If Mercury and Uranus sit across the chart from one another in your birth chart, within about eight degrees of an exact opposition, your mind is built like a see-saw with two ends, and each end is convinced it's the one in charge. One voice wants order, consistency, a clear plan; the other barges into any settled thought and says, "but what if it were the other way round?" These two voices don't take turns. They run at the same time, and for most of your life you balance between them, trying to work out which one is actually you.
The first thing worth saying is the most important. This isn't two different people inside you, and it isn't a fault to be cured by picking one side for good. It's a mind with a fork built into it. Mercury wants to lay an argument out step by step, from premise to conclusion. Uranus doesn't trust that a conclusion reached step by step is necessarily right, and tosses in a step that wasn't in the logical chain. Sometimes that interruption turns out to be a breakthrough and saves you from a sloppy decision; sometimes it's froth that pops within a day. Telling one from the other in the moment is almost impossible, and that is the central difficulty of the aspect.
In childhood and youth this opposition is nearly always lived as a split. Either you side with the Mercurian end — you do well at school, keep to a plan, explain your decisions step by step — and then the Uranian voice breaks through now and then as a sudden bolt: walking out of a project, an abrupt change of interest, a strange outburst from nowhere. Or you side with the Uranian end — living on impulse, abandoning what you've started, taking pride in being unconventional — and then the Mercurian side takes its revenge through the small chaos of daily life: missed deadlines, lost papers, the same kind of mistake on a loop. Total victory of one side over the other never arrives, and that's no bad thing, because in each such victory a person loses half of their own function.
The grown-up work with the opposition begins when you notice that the two ends aren't at war so much as dividing up the territory. Mercury is good where the task is structural and a thought needs carrying through to a result. Uranus is irreplaceable in the moments when the usual logic has aged out and the argument needs rebuilding from the ground up. If you learn to switch modes on purpose, instead of letting the mode switch you in jolts, the nervous system gets a sudden break. The plan stops being a prison, because it has a window built in for the unforeseen. The breakthrough stops being a catastrophe, because once it's landed the Mercurian side steps up and carefully fits the new thing into the wider structure.
There's a separate theme worth naming here: your relationship with your own indecision. People with this opposition often think, "I'm no good at deciding." In fact they decide perfectly well — it's just that in their head every decision is tested from two sides at once. The case for and the case against ring out at equal volume, and you can see straight away which hole each option will leave you with. Someone without the opposition has one side voting yes, and the decision is easy; you see the flaw in every option, and so you stall. That isn't weakness, it's seeing the complexity. The remedy isn't to try to decide "like everyone else" but to give yourself a procedure: past a certain threshold of deliberation, you choose the option whose particular flaw you're willing to live with, and you consciously start living with that flaw rather than reopening the decision every morning.

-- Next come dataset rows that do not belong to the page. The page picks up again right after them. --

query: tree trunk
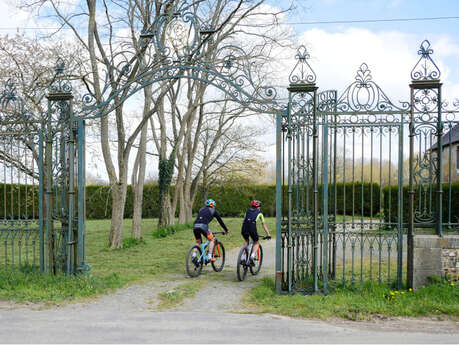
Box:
[110,183,127,249]
[131,123,148,238]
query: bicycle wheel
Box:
[237,247,249,281]
[212,241,225,272]
[250,244,263,276]
[186,244,203,278]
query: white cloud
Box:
[291,28,459,104]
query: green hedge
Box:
[383,183,459,223]
[0,184,39,219]
[0,183,380,219]
[86,183,380,219]
[86,185,276,219]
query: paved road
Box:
[0,241,459,344]
[0,310,459,343]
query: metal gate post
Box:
[407,40,443,288]
[38,129,46,273]
[397,114,404,290]
[275,114,282,294]
[321,111,329,294]
[44,98,55,273]
[75,119,89,273]
[66,94,74,275]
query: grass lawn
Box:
[252,278,459,320]
[0,218,275,303]
[86,218,275,283]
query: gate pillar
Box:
[43,59,87,274]
[407,40,443,287]
[276,46,320,293]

A third typical feature is the big change of position every few years. First you live with conviction by one system of values; then it breaks; a new one takes its place, and you live by that for the next cycle, and so on. From the outside it can look like flightiness; from the inside it feels like the natural rebuilding of your picture of the world to fit new data. So that the people around you don't take you for a weathervane, it helps to flag your right to revise in advance: "I'm changing my position because new facts turned up, not because it became more convenient." To people without this opposition that thought isn't obvious — for them a revision often means "he was never really on our side." Explaining the criterion by which you changed your mind is a separate piece of social work, and one worth learning.
And finally. Mercury opposite Uranus is an aspect where integration runs across decades. Don't set yourself the task of "sorting it out once and for all"; set yourself the task of learning to hear both ends in every important decision and giving each its place. A detailed look at exactly which houses and points of your chart this axis falls on, and which areas of life it loads most, is easier to get from a personal natal reading, where the sign, the house and the support from other planets all come into view together. Take all of this as a way to understand your own patterns, not a script your life has to follow.